Susan Rice, Beloit College
Author Profile


This is an exercise in observation of a new environment and reflection on how expectations compare to actual observations, as well as on how research following observation can inform impressions and opinions.

Learning Goals

Observation skills, unstructured field notes, reflective writing.

Context for Use

FYI seminar, 16 students. Students completed the exercise outside of class time; the assignment was given during the third week of the semester.

Description and Teaching Materials

This exercise was preceded by in-class exercises to practice skills in objective Description – Interpretation – Evaluation and a small group (3-member) exploration of a small quadrant of campus, with subsequent mapping and group oral reports.

For this activity, students are individually assigned a specific, approximately 2-block excursion location in the historic neighborhoods surrounding campus. The students were given a map with written directions to explore their assigned street, paying particular attention to historically significant structures at specific addresses and to take notes in their preferred media.

Upon returning from their excursion, students were directed to access a website that provided historical and architectural details about their excursion neighborhood and to think about the intersections that might emerge from comparing the history of their assigned landscape to the timeline of the college (from college archives material) that we had examined in class.
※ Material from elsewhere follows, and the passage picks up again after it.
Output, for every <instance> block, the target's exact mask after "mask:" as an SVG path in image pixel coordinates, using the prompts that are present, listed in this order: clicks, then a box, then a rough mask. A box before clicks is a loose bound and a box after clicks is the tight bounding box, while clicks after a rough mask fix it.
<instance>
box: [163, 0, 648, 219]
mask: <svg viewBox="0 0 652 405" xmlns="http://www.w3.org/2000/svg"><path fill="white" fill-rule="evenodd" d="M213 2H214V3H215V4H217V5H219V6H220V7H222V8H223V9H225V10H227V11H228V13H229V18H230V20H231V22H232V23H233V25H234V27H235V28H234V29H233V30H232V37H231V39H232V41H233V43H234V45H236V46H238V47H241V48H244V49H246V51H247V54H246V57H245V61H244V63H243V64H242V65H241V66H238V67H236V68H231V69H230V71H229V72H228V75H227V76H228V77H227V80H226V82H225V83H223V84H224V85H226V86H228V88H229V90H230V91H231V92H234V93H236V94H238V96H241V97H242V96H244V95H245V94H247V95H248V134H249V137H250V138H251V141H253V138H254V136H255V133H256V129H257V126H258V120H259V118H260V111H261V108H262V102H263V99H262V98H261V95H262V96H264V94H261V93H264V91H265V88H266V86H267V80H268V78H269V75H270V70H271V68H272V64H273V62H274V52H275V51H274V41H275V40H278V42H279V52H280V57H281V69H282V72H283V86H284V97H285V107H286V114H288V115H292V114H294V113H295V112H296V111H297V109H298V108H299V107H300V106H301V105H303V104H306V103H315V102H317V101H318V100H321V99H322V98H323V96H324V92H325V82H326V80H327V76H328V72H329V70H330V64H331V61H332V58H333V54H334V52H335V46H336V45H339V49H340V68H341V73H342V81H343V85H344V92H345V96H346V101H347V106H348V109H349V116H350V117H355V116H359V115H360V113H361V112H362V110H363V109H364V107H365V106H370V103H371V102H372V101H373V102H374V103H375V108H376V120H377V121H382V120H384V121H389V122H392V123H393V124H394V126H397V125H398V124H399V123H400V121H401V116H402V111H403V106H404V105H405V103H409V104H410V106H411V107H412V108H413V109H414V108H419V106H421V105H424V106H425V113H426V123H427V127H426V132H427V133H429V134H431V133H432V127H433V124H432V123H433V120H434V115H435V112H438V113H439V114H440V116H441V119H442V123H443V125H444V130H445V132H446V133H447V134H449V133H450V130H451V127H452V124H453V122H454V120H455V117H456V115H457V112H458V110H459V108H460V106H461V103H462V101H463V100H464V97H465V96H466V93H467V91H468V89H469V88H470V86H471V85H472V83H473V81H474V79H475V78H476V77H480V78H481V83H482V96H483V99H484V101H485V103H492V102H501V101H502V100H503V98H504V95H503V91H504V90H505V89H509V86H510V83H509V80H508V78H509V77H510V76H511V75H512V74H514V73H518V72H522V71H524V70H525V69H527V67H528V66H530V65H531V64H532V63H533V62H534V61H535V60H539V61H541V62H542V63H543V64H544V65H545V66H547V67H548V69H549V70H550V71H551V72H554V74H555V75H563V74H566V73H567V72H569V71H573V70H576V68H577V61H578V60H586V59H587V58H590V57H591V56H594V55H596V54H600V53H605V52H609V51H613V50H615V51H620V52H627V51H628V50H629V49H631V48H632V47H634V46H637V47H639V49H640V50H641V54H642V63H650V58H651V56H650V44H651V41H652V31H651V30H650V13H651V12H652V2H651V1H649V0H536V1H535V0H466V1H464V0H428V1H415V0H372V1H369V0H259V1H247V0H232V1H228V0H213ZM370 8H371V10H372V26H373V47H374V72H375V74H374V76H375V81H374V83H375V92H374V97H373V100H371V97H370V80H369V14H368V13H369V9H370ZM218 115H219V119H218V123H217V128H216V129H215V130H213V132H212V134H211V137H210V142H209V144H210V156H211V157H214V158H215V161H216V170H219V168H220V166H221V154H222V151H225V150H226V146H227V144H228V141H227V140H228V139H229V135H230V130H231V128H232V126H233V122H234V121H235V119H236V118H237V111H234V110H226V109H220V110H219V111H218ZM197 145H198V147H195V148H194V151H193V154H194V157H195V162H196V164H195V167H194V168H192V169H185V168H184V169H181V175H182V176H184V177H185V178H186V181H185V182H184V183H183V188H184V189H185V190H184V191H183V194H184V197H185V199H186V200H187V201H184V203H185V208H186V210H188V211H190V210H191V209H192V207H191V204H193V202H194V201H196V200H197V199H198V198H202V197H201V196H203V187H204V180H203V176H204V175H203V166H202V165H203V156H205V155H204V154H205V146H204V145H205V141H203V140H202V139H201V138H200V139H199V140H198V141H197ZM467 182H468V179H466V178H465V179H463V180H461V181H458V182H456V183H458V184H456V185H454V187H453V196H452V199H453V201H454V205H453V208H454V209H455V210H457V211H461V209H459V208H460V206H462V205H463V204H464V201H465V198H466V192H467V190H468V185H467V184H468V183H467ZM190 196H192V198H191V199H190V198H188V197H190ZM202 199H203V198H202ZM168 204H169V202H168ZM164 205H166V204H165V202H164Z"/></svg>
They were then asked to post to a Moodle forum, answering the following questions and commenting on 3 fellow students' posts:
  1. A description of the excursion using all 5 senses
  2. A reflection on how reading about their landscape affected their impressions of it
  3. Questions that occurred to them as a result of the excursion and/or reading

Teaching Notes and Tips

The activity was tailored to encourage the students to embrace and articulate a connection between the campus and the surrounding community, specifically the historic neighborhoods that border the campus, and how the relationship between campus and community is long-lived.


Use of the Moodle forum tool for the students to post thoughts and comment on common elements in their experiences, as well as individual observations, was critical. Responses were thoughtful and supportive; the shared information allowed for the students to draw more global conclusions about their excursions and the environment.